An accountant is concerned about the percentage of customers that have businesses which are operating at a loss . Of the last 10 years, the percentage of customers who showed a loss on their tax return is 66%. If the accountant conducts research on this concern, for what sample size n will the sampling distribution of sample proportions have a standard deviation of 0.09

Answer 1

A sample size of 28.

Explanation:

The Central Limit Theorem estabilishes that, for a normally distributed random variable X, with mean
`\mu` and standard deviation
`\sigma`, the sampling distribution of the sample means with size n can be approximated to a normal distribution with mean
`\mu` and standard deviation
`s = (\sigma)/(√(n))`.

For a skewed variable, the Central Limit Theorem can also be applied, as long as n is at least 30.

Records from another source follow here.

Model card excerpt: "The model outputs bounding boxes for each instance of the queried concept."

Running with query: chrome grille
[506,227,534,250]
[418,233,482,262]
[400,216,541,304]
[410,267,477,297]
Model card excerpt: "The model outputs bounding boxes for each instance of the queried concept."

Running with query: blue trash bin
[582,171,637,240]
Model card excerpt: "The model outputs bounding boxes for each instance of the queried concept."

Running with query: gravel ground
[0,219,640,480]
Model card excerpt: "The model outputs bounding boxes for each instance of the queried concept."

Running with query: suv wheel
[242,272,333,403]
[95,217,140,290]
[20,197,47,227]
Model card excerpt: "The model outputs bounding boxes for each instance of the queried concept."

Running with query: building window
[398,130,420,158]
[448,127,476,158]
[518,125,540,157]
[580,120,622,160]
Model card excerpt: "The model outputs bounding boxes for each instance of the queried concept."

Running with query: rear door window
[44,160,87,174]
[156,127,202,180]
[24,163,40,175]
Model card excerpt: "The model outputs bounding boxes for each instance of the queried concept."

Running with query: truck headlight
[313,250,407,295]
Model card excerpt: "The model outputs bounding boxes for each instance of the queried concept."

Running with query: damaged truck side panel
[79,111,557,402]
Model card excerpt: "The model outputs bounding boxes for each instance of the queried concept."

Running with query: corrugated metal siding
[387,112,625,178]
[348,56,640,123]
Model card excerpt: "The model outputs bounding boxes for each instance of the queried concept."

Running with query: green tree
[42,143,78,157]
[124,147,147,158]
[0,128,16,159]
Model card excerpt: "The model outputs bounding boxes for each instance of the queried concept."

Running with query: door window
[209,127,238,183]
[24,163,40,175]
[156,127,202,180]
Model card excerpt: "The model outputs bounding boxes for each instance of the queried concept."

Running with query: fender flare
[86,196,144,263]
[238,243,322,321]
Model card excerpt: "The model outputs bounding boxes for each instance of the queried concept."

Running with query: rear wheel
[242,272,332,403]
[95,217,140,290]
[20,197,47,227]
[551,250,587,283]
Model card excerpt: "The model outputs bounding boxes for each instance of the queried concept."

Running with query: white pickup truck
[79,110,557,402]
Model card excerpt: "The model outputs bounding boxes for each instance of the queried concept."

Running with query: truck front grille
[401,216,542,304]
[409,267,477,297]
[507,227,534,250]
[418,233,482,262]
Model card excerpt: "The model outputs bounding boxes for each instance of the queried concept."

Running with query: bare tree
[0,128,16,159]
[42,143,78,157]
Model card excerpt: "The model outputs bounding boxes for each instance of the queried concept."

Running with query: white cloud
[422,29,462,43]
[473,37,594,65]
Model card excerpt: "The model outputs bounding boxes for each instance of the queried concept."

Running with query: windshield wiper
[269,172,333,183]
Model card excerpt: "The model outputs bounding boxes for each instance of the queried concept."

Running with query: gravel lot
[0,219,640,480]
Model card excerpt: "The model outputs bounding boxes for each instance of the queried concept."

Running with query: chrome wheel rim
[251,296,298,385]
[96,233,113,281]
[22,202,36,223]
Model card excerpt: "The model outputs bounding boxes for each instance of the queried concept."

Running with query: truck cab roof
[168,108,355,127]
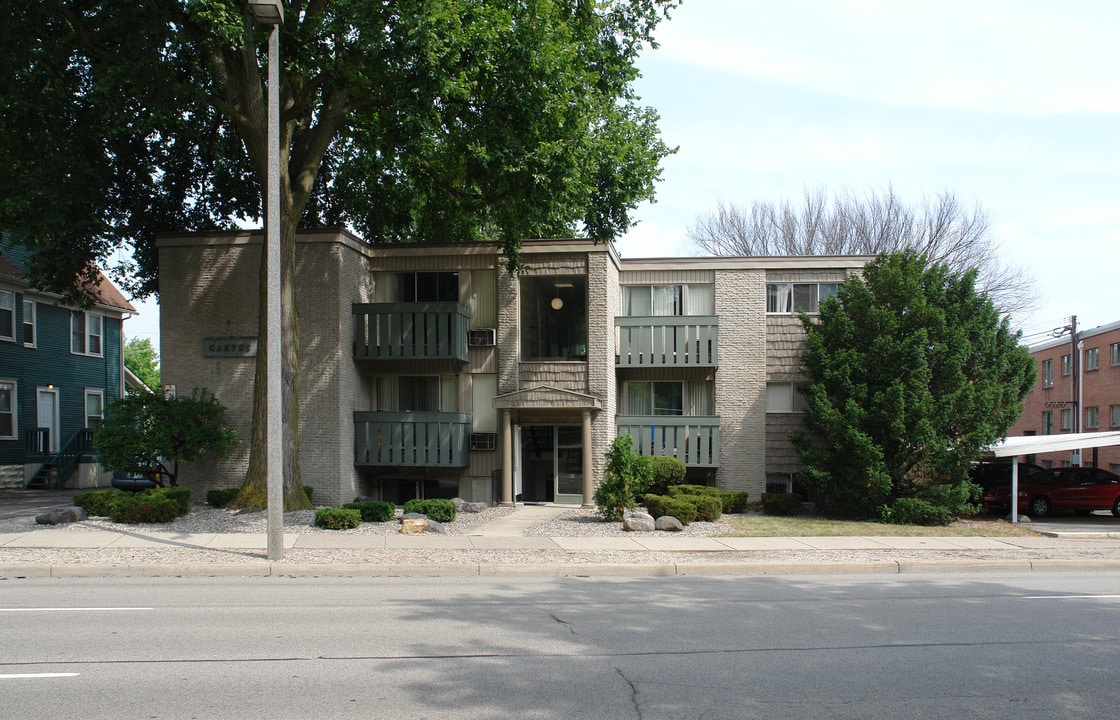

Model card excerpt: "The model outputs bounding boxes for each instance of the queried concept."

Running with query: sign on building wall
[203,337,256,357]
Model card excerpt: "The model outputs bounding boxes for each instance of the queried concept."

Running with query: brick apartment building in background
[1008,321,1120,474]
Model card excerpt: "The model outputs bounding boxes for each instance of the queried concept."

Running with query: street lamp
[249,0,283,561]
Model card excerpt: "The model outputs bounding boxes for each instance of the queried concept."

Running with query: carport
[987,431,1120,523]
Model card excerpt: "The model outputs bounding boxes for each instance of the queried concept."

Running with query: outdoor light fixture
[249,0,283,25]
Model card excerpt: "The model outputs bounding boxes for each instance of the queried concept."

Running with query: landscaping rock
[654,515,684,532]
[35,505,88,525]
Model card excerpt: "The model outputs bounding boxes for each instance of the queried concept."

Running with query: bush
[635,455,688,497]
[206,487,241,507]
[762,493,801,515]
[74,490,124,517]
[108,487,182,525]
[879,497,953,525]
[315,507,362,530]
[644,493,697,525]
[343,501,396,523]
[719,493,747,514]
[404,499,456,523]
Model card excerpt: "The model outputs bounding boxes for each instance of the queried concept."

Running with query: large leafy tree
[0,0,675,509]
[794,251,1034,517]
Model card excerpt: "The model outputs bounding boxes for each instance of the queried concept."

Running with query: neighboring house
[159,231,869,505]
[1008,322,1120,474]
[0,247,136,488]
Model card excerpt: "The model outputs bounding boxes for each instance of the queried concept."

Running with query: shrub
[762,493,801,515]
[644,493,697,525]
[206,487,241,507]
[315,507,362,530]
[635,455,688,497]
[343,501,396,523]
[719,493,747,513]
[879,497,953,525]
[109,487,186,525]
[404,499,456,523]
[74,490,124,517]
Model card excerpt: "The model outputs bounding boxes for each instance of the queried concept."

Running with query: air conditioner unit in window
[470,432,497,450]
[460,327,497,347]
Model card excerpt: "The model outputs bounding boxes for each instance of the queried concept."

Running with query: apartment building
[159,231,869,505]
[1008,322,1120,473]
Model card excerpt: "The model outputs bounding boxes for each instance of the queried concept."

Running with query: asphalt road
[0,573,1120,720]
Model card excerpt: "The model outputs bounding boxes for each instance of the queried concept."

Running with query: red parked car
[983,467,1120,517]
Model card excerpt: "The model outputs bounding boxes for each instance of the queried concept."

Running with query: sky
[125,0,1120,347]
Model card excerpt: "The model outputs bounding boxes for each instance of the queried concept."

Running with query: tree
[124,337,159,391]
[688,186,1037,314]
[0,0,675,509]
[793,251,1035,517]
[93,390,237,485]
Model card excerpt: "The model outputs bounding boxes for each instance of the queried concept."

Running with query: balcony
[353,302,470,363]
[354,412,470,468]
[615,315,719,367]
[615,415,719,467]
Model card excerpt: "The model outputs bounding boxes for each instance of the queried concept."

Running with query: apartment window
[1085,347,1101,370]
[766,282,839,315]
[623,284,716,317]
[71,312,102,355]
[0,380,16,440]
[766,382,808,412]
[24,300,36,347]
[85,390,105,428]
[0,290,16,340]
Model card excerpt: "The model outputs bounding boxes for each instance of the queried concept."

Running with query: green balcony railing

For a proportion p in a sample of size n, the sampling distribution of the sample proportion will be approximately normal with mean
`\mu = p` and standard deviation
`s = \sqrt{(p(1-p))/(n)}`

In this question:

We need to find n for which s = 0.09, with p = 0.66. So

`s = \sqrt{(p(1-p))/(n)}`

`0.09 = \sqrt{(0.66*0.34)/(n)}`

`0.09√(n) = √(0.66*0.34)`

`√(n) = (√(0.66*0.34))/(0.09)`

`(√(n))^(2) = ((√(0.66*0.34))/(0.09))^(2)`

`n = 27.7`

Rounding to the nearest whole number

A sample size of 28.